Dal prossimo mercoledì lo stato dell’Iowa rischia di diventare il più restrittivo negli Stati Uniti in fatto di aborto: a rafforzare quest’ipotesi sarebbe la proposta della cosiddetta legge "fetal heartbeat", avanzata dai legislatori locali, che vieterà la maggior parte degli aborti dopo sole sei settimane di gestazione (lasso ti tempo nel quale ancora molte donne non sono nemmeno consapevoli della gravidanza) poiché esso coinciderebbe con il periodo di rilevazione del battito cardiaco fetale. Sebbene il dettame consideri delle eccezioni a tali limitazioni - nel caso in cui la vita o la salute della madre fosse a rischio, in caso di stupro o di incesto - la possibilità di un’ufficializzazione ha già diviso l’opinione pubblica.

Repubblicani vs democratici: Iowa spezzato in due

Nascendo dalle ceneri di una legislazione già piuttosto rigida (attualmente un divieto vigente vieta infatti l’aborto dalle 20 settimane di gravidanza) la nuova norma proposta per lo Stato nel Midwest degli U.S.A. potrebbe non solo rincarare le proteste degli attivisti pro-aborto ma tramutarsi in un precedente a cui aggrapparsi per gli Stati nei quali una proposta analoga era già stata precedentemente bocciata: un caso recente è quello del North Dakota, che nel 2013 aveva visto bloccare permanentemente dalla Corte Suprema degli Stati Uniti una legge analoga che – come quella in discussione - sanciva il limite massimo per l’aborto non oltre le 6 settimane.

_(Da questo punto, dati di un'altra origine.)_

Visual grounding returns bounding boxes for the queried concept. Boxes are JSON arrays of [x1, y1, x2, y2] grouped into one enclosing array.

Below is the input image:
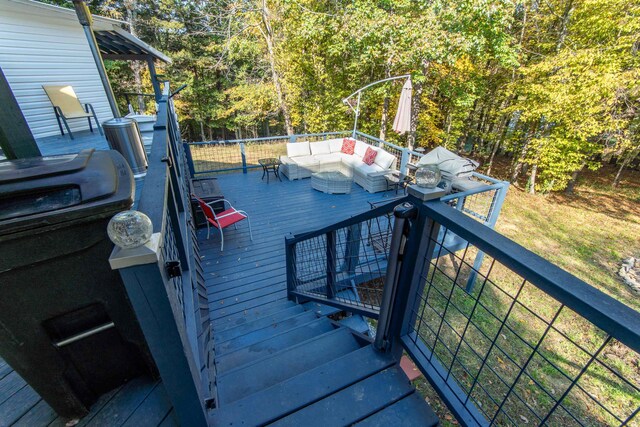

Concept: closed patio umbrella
[[393, 78, 413, 135]]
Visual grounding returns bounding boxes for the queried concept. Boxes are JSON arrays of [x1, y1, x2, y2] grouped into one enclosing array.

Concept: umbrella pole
[[352, 92, 362, 139]]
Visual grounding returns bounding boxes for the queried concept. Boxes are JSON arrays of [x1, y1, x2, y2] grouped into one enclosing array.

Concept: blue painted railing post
[[326, 230, 337, 299], [109, 246, 207, 426], [239, 142, 247, 173], [182, 142, 196, 178]]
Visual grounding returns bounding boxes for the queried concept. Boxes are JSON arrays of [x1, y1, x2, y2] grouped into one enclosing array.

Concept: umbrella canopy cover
[[393, 79, 413, 135]]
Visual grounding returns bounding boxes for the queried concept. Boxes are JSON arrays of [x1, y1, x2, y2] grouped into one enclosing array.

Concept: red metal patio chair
[[191, 194, 253, 251]]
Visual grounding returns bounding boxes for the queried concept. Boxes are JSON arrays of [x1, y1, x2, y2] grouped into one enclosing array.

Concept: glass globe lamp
[[416, 164, 442, 188], [107, 211, 153, 249]]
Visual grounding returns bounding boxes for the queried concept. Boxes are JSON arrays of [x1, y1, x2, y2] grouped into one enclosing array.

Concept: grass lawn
[[191, 138, 640, 426], [414, 159, 640, 426]]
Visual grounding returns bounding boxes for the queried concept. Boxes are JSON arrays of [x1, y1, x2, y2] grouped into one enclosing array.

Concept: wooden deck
[[199, 172, 438, 426], [198, 172, 394, 324], [0, 172, 437, 427]]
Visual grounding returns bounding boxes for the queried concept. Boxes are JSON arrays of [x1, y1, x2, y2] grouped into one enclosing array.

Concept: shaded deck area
[[198, 172, 394, 325], [198, 172, 438, 426], [0, 359, 178, 427], [0, 130, 169, 427]]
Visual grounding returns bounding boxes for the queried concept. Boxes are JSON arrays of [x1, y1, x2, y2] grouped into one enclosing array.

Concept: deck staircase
[[210, 299, 438, 426]]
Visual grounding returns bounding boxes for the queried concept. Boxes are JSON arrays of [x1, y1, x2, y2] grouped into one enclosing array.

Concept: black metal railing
[[111, 83, 211, 425], [285, 201, 404, 318], [398, 202, 640, 425], [184, 131, 412, 176], [287, 196, 640, 426]]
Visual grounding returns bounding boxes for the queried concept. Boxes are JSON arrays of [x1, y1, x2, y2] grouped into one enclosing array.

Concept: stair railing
[[109, 83, 211, 426], [287, 190, 640, 426]]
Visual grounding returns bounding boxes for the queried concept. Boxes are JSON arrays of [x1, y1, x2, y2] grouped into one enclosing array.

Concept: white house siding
[[0, 0, 113, 138]]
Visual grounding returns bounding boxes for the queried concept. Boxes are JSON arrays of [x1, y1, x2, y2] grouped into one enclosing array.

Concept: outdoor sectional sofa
[[280, 138, 396, 193]]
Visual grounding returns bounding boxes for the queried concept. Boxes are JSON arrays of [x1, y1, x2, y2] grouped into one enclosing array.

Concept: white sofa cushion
[[287, 141, 311, 157], [353, 141, 370, 157], [292, 156, 320, 166], [327, 138, 344, 153], [353, 162, 384, 175], [309, 141, 331, 156], [313, 153, 342, 164], [373, 148, 396, 169], [335, 152, 362, 167]]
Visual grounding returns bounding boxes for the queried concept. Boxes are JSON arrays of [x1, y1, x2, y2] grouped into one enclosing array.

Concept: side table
[[384, 171, 413, 194], [258, 157, 282, 184]]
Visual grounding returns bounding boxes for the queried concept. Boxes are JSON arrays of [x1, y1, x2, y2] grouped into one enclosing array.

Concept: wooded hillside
[[42, 0, 640, 192]]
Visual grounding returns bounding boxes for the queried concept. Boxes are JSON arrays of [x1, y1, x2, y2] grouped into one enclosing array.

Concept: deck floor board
[[0, 359, 177, 427]]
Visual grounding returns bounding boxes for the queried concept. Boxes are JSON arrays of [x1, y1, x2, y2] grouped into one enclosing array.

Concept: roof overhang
[[12, 0, 171, 63], [93, 26, 171, 63]]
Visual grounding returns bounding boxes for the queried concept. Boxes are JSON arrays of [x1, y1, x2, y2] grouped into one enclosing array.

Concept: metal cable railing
[[184, 132, 349, 176], [402, 203, 640, 426]]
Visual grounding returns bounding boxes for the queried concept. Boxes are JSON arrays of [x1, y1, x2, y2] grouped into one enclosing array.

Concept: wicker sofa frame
[[280, 138, 397, 193]]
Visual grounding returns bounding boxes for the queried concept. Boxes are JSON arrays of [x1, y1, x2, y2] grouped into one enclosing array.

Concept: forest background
[[42, 0, 640, 193], [36, 0, 640, 418]]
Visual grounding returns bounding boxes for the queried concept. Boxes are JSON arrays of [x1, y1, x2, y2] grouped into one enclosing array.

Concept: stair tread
[[356, 393, 438, 427], [302, 301, 341, 316], [212, 345, 394, 426], [338, 314, 369, 334], [214, 311, 318, 356], [213, 299, 296, 332], [215, 305, 304, 342], [217, 328, 360, 406], [216, 317, 334, 373], [270, 365, 415, 426]]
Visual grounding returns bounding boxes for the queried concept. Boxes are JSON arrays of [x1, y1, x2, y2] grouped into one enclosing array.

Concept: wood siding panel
[[0, 0, 113, 138]]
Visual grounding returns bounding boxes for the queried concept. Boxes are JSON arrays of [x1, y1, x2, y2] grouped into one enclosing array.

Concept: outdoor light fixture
[[107, 210, 153, 249]]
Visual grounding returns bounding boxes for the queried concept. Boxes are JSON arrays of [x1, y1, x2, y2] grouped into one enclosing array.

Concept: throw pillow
[[340, 138, 356, 154], [362, 147, 378, 166]]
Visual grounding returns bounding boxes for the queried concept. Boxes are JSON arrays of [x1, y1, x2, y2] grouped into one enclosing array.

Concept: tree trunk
[[564, 162, 587, 195], [457, 98, 478, 153], [511, 137, 529, 184], [611, 146, 640, 188], [407, 59, 431, 150], [556, 0, 573, 52], [528, 163, 538, 194], [261, 0, 294, 135]]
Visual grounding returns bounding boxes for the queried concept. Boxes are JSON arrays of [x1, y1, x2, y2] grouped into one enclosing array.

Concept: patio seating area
[[198, 171, 393, 320]]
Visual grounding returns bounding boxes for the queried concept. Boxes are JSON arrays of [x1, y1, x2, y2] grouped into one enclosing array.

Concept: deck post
[[326, 230, 336, 299], [374, 203, 418, 351], [284, 234, 298, 302], [238, 142, 247, 173], [182, 142, 196, 178]]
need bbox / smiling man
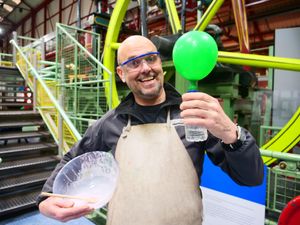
[37,36,263,225]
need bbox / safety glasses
[120,52,159,69]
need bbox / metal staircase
[0,67,59,220]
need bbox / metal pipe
[140,0,148,37]
[194,0,224,31]
[13,31,18,65]
[231,0,250,53]
[260,149,300,162]
[165,0,182,34]
[59,80,110,87]
[218,51,300,71]
[77,0,81,28]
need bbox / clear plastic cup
[53,151,119,209]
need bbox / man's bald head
[117,35,157,64]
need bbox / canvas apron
[106,112,202,225]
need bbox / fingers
[182,92,216,102]
[39,197,94,222]
[180,92,223,125]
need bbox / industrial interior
[0,0,300,225]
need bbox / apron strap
[167,108,171,127]
[121,108,172,138]
[121,115,131,138]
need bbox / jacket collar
[115,83,181,116]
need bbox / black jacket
[37,84,263,204]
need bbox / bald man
[37,36,263,225]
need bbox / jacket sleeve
[206,130,264,186]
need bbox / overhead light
[3,4,13,12]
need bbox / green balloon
[173,31,218,81]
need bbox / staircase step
[0,120,45,128]
[0,156,58,176]
[0,90,32,94]
[0,83,23,88]
[0,131,50,140]
[0,187,41,218]
[0,170,52,193]
[0,96,32,100]
[0,142,57,158]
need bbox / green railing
[10,40,81,154]
[0,52,14,67]
[56,24,112,134]
[11,24,111,153]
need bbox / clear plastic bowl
[53,151,119,209]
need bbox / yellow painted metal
[194,0,224,31]
[103,0,130,108]
[0,61,13,67]
[166,0,182,34]
[231,0,250,53]
[261,107,300,165]
[218,51,300,71]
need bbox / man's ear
[117,66,125,83]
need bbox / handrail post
[58,94,64,156]
[13,31,18,65]
[32,52,38,112]
[40,37,45,69]
[58,59,65,156]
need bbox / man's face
[117,39,165,105]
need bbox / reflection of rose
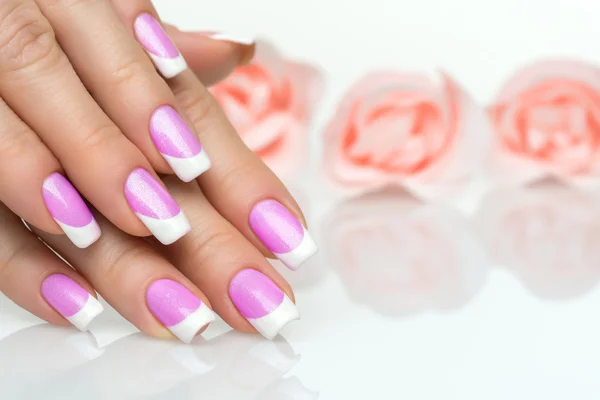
[323,192,487,315]
[491,61,600,183]
[324,73,487,198]
[479,184,600,298]
[212,42,320,175]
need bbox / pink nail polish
[250,200,319,270]
[125,168,191,244]
[133,13,187,78]
[146,279,215,343]
[42,274,104,331]
[229,268,300,339]
[150,106,211,182]
[42,172,100,248]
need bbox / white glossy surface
[0,0,600,400]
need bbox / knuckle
[219,162,254,190]
[0,131,40,161]
[112,59,150,85]
[189,230,235,265]
[0,2,61,73]
[44,0,98,8]
[100,245,152,285]
[0,240,38,281]
[81,123,120,152]
[176,87,221,131]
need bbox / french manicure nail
[250,200,319,270]
[42,274,104,331]
[146,279,215,343]
[125,168,191,245]
[209,33,255,46]
[229,268,300,339]
[150,106,211,182]
[133,13,187,78]
[42,172,100,249]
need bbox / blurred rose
[479,183,600,298]
[323,191,487,315]
[324,72,489,199]
[491,61,600,181]
[211,41,322,176]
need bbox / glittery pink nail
[125,168,191,244]
[249,200,319,270]
[229,269,300,339]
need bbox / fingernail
[146,279,215,343]
[250,200,319,270]
[125,168,191,244]
[133,13,187,78]
[209,32,255,46]
[42,274,104,331]
[229,269,300,339]
[42,172,100,249]
[209,33,256,65]
[150,106,211,182]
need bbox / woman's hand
[0,177,299,342]
[0,0,274,247]
[0,0,317,341]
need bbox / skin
[0,0,304,337]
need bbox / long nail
[150,106,211,182]
[146,279,215,343]
[133,13,187,78]
[250,200,319,270]
[42,172,101,249]
[229,269,300,339]
[42,274,104,331]
[125,168,191,244]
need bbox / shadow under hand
[477,181,600,299]
[0,324,318,400]
[323,189,488,315]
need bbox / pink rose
[490,61,600,181]
[212,41,322,176]
[478,183,600,299]
[323,191,488,315]
[324,72,490,200]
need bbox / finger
[38,0,210,182]
[170,71,318,270]
[0,204,102,331]
[33,212,214,343]
[0,99,100,247]
[156,179,299,339]
[0,0,189,240]
[164,24,256,86]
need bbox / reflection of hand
[324,192,487,314]
[0,324,316,400]
[479,184,600,298]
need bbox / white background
[0,0,600,400]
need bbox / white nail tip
[148,52,187,79]
[136,211,192,245]
[273,229,319,271]
[54,219,101,249]
[210,33,255,46]
[248,295,300,340]
[161,149,212,182]
[67,295,104,332]
[167,303,215,343]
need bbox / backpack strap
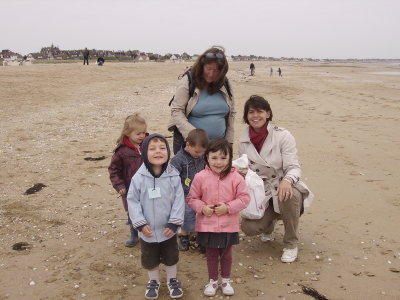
[168,69,195,106]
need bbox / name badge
[185,178,191,186]
[148,187,161,199]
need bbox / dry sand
[0,62,400,299]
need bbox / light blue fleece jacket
[127,164,185,243]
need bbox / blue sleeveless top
[188,90,229,140]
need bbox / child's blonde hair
[117,113,147,144]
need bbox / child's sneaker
[260,232,275,243]
[144,280,160,299]
[204,279,218,297]
[178,235,189,251]
[168,278,183,298]
[221,278,235,296]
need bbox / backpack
[168,69,232,106]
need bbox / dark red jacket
[108,144,143,211]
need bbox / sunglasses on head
[206,52,224,59]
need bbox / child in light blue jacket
[127,134,185,299]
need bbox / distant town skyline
[0,0,400,59]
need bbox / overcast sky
[0,0,400,58]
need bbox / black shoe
[125,224,139,248]
[178,235,189,251]
[168,278,183,299]
[144,280,160,299]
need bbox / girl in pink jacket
[187,138,250,296]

In questo caso l’ultima parola spetterà invece alla governatrice Kim Reynolds, che per ora non si è ancora espressa sulla sua futura decisione: nel frattempo,se da un lato i repubblicani descrivono quest’azione come “un coraggioso passo avanti che permetterà di difendere i più vulnerabili e coloro che non possiedono una voce”, la controparte democratica si oppone fermamente sottolineando l’incompetenza tecnica “di 51 membri del corpo decisionale che credono di saperne più degli esperti medici riguardo alle giuste pratiche da attuare”.

La psicologia dell'aborto

Vista l’importanza emotiva, sociale e culturale della figura materna, l’aborto resta uno dei tabù attuali più pregnanti della nostra epoca, discusso da molti ma (fortunatamente) vissuto sulla propria pelle da poche. Insinuandosi in quasi ogni aspetto della quotidianità non solo femminile ma unanimemente vissuta – dal tema dell’accudimento a quello del pilastro famigliare, fino alla realizzazione personale e delle aspettative socialmente imposte – quella circa l’aborto è così passata dall’essere una questione prettamente affidata alla donna ad un dibattito su scala nazionale.

Eppure, benché tale gesto sia considerato da molti egoistico edisumano, troppo spesso rischia di non trasparire quanto anche le madri stesse ne siano “vittime” incomprese. Gli studi condotti negli ultimi anni circa gli effetti dell’interruzione volontaria di gravidanza (i.v.g.) hanno infatti dimostrato quanto essa rivesta un ruolo tutt’altro che marginale nella patogenesi di disturbi psicopatologici: da una ricerca svolta su un gruppo di donne che 8 settimane prima si erano sottoposte ad un’i.v.g. è stato infatti riscontrato come a seguito di tale drastica scelta il 44% di loro presentassedisturbi mentali, il 36% disturbi del sonno, il 31% provasse rimorso e l'11% avesse optato per una prescrizione farmacologica.

Poiché l'attaccamento emotivo verso il feto da parte della madre si manifesta inconsapevolmente fin subito dopo il concepimento (coinvolgendo quindianche coloro che decidono di praticare un’i.v.g.) circa il 20% delle donne che abortisce prova uno“stress emotivo simile a quello delle madri che soffrono per la morte del proprio figlio”, il tutto accompagnato da massacranti sensi di colpa che rischiano di avere ripercussioni sulla salute psichica della persona mesi o addirittura anni dopo l’evento, ostacolando in alcuni casi il sano proseguo di una successiva gravidanza.